Knox and Ilse are both enamored of the Pathway Readers, and I don’t blame them.
Jaeger is still enjoying the Landmark books I bought on modern times; this week his favorite finish was The Sinking of the Bismarck: The Deadly Hunt.
Hans’ favorite read this week was Brian Jacques’s Rakkety Tam, the seventeenth Redwall book. My almost-21-year-old brother was cleaning out his closet before leaving for college and passed on a couple Redwall books we did not yet have (the ones we do have were my husband’s first). The boys were very happy recipients.
My Book Bag
- Theology: Charity and Its Fruits by Jonathan Edwards
I’ve never read any Edwards except for “Sinners in the Hands of an Angry God” and selections of his resolutions. I love grammar and I love 17th & 18th century authors. I think English was at its height during this time.

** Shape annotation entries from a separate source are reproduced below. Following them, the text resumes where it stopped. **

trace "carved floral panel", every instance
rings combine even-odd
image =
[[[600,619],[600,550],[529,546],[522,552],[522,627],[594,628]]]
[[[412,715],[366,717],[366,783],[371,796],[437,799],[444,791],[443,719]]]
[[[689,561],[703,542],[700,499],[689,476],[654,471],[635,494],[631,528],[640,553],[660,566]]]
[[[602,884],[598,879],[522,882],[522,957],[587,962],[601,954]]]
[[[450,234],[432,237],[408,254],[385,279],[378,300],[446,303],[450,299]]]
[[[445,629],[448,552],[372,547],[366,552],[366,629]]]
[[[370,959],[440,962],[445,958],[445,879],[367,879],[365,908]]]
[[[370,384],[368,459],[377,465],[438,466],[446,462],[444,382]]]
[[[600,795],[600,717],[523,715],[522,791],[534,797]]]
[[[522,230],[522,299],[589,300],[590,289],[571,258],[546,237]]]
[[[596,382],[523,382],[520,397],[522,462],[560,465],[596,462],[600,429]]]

- Science: The Periodic Table by Primo Levi
Might be cheating to call it a science book, but since we’re learning both about the periodic table and modern times this year, it seems like a good fit.

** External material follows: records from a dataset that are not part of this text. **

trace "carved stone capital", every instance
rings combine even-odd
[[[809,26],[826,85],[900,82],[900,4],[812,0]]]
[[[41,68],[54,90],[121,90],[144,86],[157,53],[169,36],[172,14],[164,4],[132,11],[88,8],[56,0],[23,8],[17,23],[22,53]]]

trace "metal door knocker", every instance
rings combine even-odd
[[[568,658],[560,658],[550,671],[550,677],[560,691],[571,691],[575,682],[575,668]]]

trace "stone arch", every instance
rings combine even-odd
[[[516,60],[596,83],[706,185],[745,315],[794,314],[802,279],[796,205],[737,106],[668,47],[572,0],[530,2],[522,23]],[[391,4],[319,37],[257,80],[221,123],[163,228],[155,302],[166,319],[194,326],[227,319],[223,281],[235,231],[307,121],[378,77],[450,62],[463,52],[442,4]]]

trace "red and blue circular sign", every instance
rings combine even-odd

- Humanities: When Athens Met Jerusalem by John Mark Reynolds
- Whim: I finished Gifts Differing by Isabel Myers and haven’t replaced it yet
I started my own independent study of Latin this week, using Henle. I already knew the vocabulary and declensions of the first lesson from Latin for Children Primer A. I can see even in the first section that LFC is modeled on Henle, so it was a good choice. If I’m going to be doing Latin with 5 children, I might as well actually learn it at my own level and not just barely be keeping up as I learn alongside Hans.
And remember how I said I loved grammar? Latin is logical study of grammar to perfection, so it turns out that I actually really enjoy it. The only thing that would make it better would be not having to memorize vocabulary. Sigh.

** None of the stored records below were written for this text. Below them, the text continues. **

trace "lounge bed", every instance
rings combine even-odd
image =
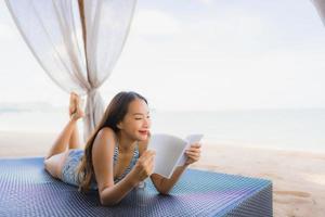
[[[0,158],[0,216],[272,216],[272,182],[187,169],[170,195],[147,180],[118,205],[53,179],[42,157]]]

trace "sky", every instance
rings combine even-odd
[[[0,1],[0,103],[66,105]],[[310,0],[138,0],[105,102],[156,110],[325,107],[325,27]]]

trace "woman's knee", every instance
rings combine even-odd
[[[66,152],[61,154],[55,154],[49,158],[44,159],[46,170],[51,174],[52,177],[61,178],[61,171],[66,158]]]

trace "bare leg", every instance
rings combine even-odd
[[[70,119],[68,122],[68,124],[65,126],[65,128],[60,133],[56,141],[50,149],[50,152],[48,153],[46,159],[50,158],[51,156],[53,156],[55,154],[63,153],[67,150],[67,145],[70,141],[70,137],[75,130],[76,125],[77,125],[77,122],[75,119]]]
[[[69,105],[70,120],[65,126],[63,131],[57,137],[56,141],[52,145],[50,152],[48,153],[46,159],[50,158],[55,154],[63,153],[68,149],[79,148],[79,136],[77,120],[83,116],[83,112],[79,107],[79,97],[76,93],[70,94],[70,105]]]
[[[79,132],[78,132],[78,125],[75,126],[73,135],[69,140],[69,148],[68,149],[80,149],[80,141],[79,141]]]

Anyway, the introduction “To the Student” was great prose, and pointed out the exact reasoning for Latin that brought me on board with it in the first place:
Latin will give you many things. It will teach you how to work intelligently and systematically; it will teach you what language – man’s most wonderful and useful invention – is; it will teach you to speak and write better. You will develop habits of concentration and correct thinking and many other habits which you will be able to appreciate only after you have acquired them.
Isn’t that the way with so many good habits? The use and value of them appears slight or nonexistent when we stand on the other side, just looking at them, but only after we’ve fought for them and learned them do we see their full weight and impact.